Jeremy Bentham (1748-1832) is considered one of the founding lights of Utilitarianism, a philosophy that, as the name suggests, experiences, laws, social arrangements around assessments of utility. One of the things that makes Bentham such a polarizing figure is his willingness to call everything into question in light of his utilitarian commitments... including such long-venerated matters as poetry.

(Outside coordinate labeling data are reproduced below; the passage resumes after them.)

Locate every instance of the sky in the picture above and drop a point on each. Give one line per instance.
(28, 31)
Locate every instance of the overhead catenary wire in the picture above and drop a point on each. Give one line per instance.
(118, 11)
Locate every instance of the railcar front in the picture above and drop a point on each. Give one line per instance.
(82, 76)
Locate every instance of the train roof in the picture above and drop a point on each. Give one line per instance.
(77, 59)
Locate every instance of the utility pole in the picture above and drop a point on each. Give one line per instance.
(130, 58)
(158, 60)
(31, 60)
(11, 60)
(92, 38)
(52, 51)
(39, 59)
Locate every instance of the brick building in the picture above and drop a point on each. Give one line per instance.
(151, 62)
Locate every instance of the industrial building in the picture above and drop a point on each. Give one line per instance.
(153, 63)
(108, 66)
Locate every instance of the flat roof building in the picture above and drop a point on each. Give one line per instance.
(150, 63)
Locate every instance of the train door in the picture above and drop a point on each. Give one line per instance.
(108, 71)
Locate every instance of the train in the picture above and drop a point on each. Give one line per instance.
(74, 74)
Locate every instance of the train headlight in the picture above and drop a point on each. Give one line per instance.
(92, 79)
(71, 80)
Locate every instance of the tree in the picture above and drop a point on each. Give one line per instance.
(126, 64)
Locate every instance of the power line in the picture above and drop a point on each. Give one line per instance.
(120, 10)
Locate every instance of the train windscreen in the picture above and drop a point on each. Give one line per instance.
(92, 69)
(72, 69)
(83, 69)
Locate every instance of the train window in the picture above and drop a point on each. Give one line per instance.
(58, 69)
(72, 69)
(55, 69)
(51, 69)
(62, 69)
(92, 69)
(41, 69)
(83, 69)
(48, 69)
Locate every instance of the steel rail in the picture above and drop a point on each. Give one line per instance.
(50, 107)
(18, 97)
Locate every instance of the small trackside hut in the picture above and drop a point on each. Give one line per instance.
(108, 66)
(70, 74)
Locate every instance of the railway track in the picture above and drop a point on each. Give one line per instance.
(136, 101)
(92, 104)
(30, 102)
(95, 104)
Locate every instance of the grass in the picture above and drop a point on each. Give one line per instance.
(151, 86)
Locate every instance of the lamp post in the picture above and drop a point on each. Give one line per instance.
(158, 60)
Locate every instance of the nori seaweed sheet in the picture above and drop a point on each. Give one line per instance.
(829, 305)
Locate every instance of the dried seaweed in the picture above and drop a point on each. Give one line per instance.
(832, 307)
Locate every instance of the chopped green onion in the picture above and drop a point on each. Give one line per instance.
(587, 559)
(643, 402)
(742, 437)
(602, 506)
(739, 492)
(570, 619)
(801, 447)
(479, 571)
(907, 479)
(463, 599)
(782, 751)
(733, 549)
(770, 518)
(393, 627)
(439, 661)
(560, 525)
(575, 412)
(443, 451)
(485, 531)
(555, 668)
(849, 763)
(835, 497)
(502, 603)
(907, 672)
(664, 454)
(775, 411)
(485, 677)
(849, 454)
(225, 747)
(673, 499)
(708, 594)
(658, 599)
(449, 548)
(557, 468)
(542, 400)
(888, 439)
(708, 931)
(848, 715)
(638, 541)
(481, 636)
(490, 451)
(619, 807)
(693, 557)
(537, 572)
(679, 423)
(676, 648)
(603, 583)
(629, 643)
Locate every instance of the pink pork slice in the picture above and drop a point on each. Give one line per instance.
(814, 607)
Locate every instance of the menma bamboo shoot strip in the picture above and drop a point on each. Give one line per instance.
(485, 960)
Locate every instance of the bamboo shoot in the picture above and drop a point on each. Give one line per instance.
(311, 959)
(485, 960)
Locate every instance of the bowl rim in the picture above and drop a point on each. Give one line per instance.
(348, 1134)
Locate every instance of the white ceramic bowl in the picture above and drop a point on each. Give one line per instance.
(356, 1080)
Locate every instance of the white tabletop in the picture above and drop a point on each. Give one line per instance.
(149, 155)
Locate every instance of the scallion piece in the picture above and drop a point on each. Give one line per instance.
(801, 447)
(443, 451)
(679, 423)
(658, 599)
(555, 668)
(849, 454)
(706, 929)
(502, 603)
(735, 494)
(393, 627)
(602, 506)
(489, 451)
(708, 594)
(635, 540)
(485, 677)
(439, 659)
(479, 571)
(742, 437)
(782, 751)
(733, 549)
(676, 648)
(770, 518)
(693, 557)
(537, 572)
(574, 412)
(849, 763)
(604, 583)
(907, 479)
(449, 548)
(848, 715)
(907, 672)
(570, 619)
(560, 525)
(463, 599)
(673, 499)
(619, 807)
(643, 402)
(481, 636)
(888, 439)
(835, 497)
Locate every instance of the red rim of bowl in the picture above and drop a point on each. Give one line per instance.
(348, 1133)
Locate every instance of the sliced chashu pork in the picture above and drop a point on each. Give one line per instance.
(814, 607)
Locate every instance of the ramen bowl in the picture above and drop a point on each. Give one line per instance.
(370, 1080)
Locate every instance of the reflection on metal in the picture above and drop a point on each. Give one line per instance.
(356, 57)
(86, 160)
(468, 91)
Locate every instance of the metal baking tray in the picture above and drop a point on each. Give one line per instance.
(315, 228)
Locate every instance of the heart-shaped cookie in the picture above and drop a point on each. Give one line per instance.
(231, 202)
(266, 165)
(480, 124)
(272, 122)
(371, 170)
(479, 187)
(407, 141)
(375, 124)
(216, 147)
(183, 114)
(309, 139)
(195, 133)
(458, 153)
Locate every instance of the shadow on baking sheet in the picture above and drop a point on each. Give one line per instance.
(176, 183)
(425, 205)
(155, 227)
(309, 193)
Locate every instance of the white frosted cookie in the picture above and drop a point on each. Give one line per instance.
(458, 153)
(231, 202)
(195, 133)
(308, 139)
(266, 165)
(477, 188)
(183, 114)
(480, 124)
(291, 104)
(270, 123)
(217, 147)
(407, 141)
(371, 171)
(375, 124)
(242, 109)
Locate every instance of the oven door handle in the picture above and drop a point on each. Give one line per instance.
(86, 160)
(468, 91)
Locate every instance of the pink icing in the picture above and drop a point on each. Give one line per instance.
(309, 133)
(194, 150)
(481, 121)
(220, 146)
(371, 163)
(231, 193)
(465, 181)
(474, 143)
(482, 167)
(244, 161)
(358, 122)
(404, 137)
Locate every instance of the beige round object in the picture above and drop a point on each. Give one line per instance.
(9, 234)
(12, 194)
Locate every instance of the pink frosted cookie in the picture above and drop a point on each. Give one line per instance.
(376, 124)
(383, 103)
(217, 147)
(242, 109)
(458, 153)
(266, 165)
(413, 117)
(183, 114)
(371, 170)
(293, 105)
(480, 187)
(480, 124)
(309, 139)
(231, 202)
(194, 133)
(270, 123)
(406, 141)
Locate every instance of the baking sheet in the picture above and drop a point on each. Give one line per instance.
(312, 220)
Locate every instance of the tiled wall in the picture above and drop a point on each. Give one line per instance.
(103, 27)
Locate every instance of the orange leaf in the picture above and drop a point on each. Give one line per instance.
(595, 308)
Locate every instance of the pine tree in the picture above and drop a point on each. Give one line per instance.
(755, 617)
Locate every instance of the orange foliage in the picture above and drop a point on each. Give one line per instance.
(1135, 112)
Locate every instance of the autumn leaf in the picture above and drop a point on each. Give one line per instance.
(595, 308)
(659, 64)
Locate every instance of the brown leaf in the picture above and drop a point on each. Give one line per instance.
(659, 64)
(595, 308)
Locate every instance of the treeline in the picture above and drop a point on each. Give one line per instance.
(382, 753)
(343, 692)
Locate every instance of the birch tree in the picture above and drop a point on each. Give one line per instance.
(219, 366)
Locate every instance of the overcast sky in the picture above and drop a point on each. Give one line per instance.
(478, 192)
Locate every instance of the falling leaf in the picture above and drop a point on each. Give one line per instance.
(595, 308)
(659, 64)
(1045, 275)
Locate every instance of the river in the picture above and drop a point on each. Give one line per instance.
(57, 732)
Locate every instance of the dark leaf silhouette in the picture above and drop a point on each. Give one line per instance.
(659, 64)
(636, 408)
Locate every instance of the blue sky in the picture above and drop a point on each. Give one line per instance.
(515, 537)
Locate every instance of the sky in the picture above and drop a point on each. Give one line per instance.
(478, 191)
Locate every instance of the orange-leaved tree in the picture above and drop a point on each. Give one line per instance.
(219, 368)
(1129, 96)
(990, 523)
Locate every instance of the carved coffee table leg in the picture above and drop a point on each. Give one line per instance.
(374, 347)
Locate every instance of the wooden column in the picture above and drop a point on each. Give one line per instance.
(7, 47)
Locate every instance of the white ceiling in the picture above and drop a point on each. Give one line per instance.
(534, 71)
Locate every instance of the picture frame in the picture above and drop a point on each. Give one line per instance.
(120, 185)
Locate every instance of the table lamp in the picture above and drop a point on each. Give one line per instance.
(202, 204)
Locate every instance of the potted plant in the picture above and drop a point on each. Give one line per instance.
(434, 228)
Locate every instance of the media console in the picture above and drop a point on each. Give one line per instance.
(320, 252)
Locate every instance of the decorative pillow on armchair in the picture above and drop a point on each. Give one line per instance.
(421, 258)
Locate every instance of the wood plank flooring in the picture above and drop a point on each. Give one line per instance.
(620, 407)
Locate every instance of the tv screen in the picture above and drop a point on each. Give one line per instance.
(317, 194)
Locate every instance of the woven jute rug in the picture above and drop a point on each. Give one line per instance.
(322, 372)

In his "Defence," Shelley is concerned about the kind of thinking that we find here, in Bentham's The Rationale of Reward:
The utility of all these arts and sciences,—I speak both of those of
amusement and curiosity,—the value which they possess, is exactly in
proportion to the pleasure they yield. Every other species of
preeminence which may be attempted to be established among them is
altogether fanciful. Prejudice apart, the game of push-pin is of
equal value with the arts and sciences of music and poetry. If the
game of push-pin furnish more pleasure, it is more valuable than
either. Everybody can play at push-pin: poetry and music are relished
only by a few. The game of push-pin is always innocent: it were well
could the same be always asserted of poetry. Indeed, between poetry
and truth there is natural opposition: false morals and fictitious
nature. The poet always stands in need of something false. When he
pretends to lay has foundations in truth, the ornaments of his
superstructure are fictions; his business consist in stimulating our
passions, and exciting our prejudices. Truth, exactitude of every kind
is fatal to poetry. The poet must see everything through coloured
media, and strive to make every one else do the same. It is true,
there have been noble spirits, to whom poetry and philosophy have been
equally indebted; but these exceptions do not counteract the mischiefs
which have resulted from this magic art. If poetry and music deserve
to he preferred before a game of push-pin, it must be because they are
calculated to gratify those individuals who are most difficult to be
pleased.
All the arts and sciences, without exception, inasmuch as they
constitute innocent employments, at least of time, possess a species
of moral utility, neither the less real or important because it is
frequently unobserved. They compete with, and occupy the place of
those mischievous and dangerous passions and employments, to which
want of occupation and ennui give birth. They are excellent
substitutes for drunkenness, slander, and the love of gaming.